I stayed home from work today, because Pusser is in California and because I wanted to. Woke up at 1pm, a beautiful sunny afternoon, and I decided that today was the day I’d make chicken stock and bread pudding. (Yes, I do wait for divine inspiration when planning dinner… so what)
After consulting my new cookbook, I headed out to Whole Foods to procure the necessary ingredients. It was, by this time, 2pm.
So I buy my shit, get home, start the bread pudding, and while that’s soaking I try and decide how to deal with the chicken. Throw peanut oil in the big Le Creuset to brown the meat. Read cookbook. Open Kombucha. Read more cookbook. Decide not to brown meat. Big Le Creuset goes back on top of the fridge.
That’s one enormous pot that I have to wash.
14 cups of water, 1 whole chicken, celery, carrot, bay leaf and onion go into my OTHER enormous pot. Mark Bittman says that this whole deal should take like 20 minutes or whatever, so I transcribe one of the files from our last shoot (about half an hour’s work), return to the stove… and that shit is barely warm.
Five transcripts later, the stock has finally come to a boil. Excitement! I commence following the wrong set of directions re: simmering / covering / skimming fat etc. Oops. Rectify the problem, type out one more file, remove solids, dig cheesecloth out of bottom drawer (for straining, I guess? How does one “strain” a liquid??), and transfer super-hot fat broth to the small Le Creuscet. Huge stockpot 2 joins the big Le Creuscet in the “dirty” pile.
Bake bread pudding. Huge-ass mixing bowl goes in “dirty” pile.
OK.
The point of all this stock-making was a chicken-rice soup, so Katsu gets home (by this point, it’s after eight) and we make rice. Another pot.
And of course I have WAY too much broth, and Mark Bittman says that you can freeze the chicken stock in ice cube trays for easy use later, and I still trust him even though he lied about how “quick” this “quick chicken stock” recipe might be. Boil down the rest of the stock, transfer it (through cheesecloth) to a measuring cup, spill half of it on floor, pour 3 IKEA ice trays past the overflow point, and maneuver the whole mess into the freezer.

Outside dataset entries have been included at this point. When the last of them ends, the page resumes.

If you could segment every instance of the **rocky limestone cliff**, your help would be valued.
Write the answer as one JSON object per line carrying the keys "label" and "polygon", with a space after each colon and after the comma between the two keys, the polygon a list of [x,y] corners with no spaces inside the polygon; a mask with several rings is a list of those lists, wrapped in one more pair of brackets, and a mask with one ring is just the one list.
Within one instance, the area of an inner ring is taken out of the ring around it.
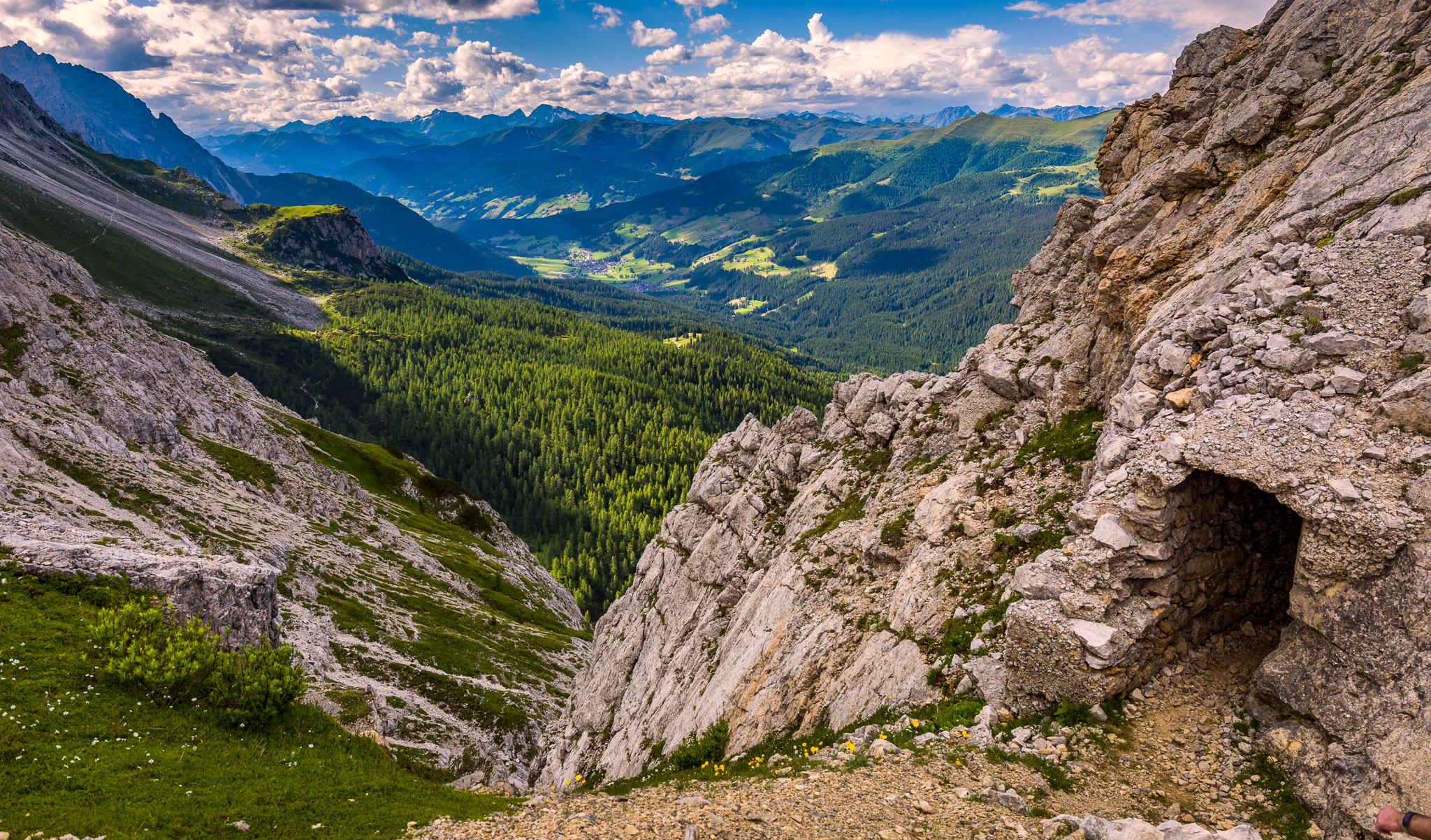
{"label": "rocky limestone cliff", "polygon": [[[544,770],[880,705],[1012,711],[1281,628],[1251,707],[1334,836],[1431,799],[1431,7],[1282,0],[1179,57],[946,376],[716,444]],[[1105,419],[1096,419],[1096,416]]]}
{"label": "rocky limestone cliff", "polygon": [[587,643],[485,502],[326,432],[0,228],[0,561],[122,574],[404,753],[525,787]]}
{"label": "rocky limestone cliff", "polygon": [[24,84],[40,107],[100,152],[147,159],[170,169],[182,166],[240,202],[258,197],[245,173],[206,152],[167,114],[156,117],[103,73],[56,62],[24,41],[0,47],[0,73]]}

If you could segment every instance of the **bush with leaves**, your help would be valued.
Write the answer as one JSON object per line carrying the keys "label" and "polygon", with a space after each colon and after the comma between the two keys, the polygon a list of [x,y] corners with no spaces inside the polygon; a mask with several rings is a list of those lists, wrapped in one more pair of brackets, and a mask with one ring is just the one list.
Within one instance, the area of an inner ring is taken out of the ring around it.
{"label": "bush with leaves", "polygon": [[209,704],[235,727],[260,727],[303,695],[303,671],[288,645],[228,651],[209,678]]}
{"label": "bush with leaves", "polygon": [[681,770],[690,770],[691,767],[700,767],[705,761],[720,761],[726,757],[726,746],[728,743],[730,724],[726,723],[726,718],[721,718],[705,727],[700,738],[695,737],[695,733],[685,736],[685,740],[671,753],[671,764],[675,764]]}
{"label": "bush with leaves", "polygon": [[100,673],[166,700],[205,694],[230,726],[268,724],[303,694],[303,671],[288,645],[223,650],[222,643],[199,618],[180,621],[155,601],[100,610],[94,622]]}
{"label": "bush with leaves", "polygon": [[203,685],[220,654],[219,637],[203,621],[180,622],[143,601],[100,610],[94,644],[102,673],[170,698]]}

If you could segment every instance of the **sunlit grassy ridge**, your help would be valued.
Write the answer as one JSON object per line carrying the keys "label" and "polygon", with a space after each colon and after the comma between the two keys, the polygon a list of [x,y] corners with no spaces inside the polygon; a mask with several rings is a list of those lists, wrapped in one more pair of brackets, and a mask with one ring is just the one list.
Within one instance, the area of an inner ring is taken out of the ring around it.
{"label": "sunlit grassy ridge", "polygon": [[[409,820],[479,817],[507,800],[436,784],[299,704],[235,730],[96,677],[89,624],[136,592],[117,581],[0,570],[0,831],[59,836],[398,837]],[[202,700],[202,698],[200,698]]]}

I stop, take a sip of wine, and look around. There’s a plate of chicken parts on top of the washing machine, rice boiling over on the stove, the big Le Creuscet is filling up the kitchen with peanut-oil stink, the other big stockpot rests uneasily in the sink, balanced as it is, on the handle of a wooden spoon and the lower curve of the huge-ass mixing bowl. My fridge is dripping with stock-based fat globules which, I notice, also trail from the counter to the door, and over-boiled baby carrots and onion flaps and celery chunks are scattered across the countertop. Inexplicably, there’s a bag of frozen peaches in my dish rack. (I guess I was going to make some kind of fruit sauce for the bread pudding, but like seriously, FUCK THAT.)
This chicken broth better be fucking awesome, because it’ll take me a week to sort through the wreckage.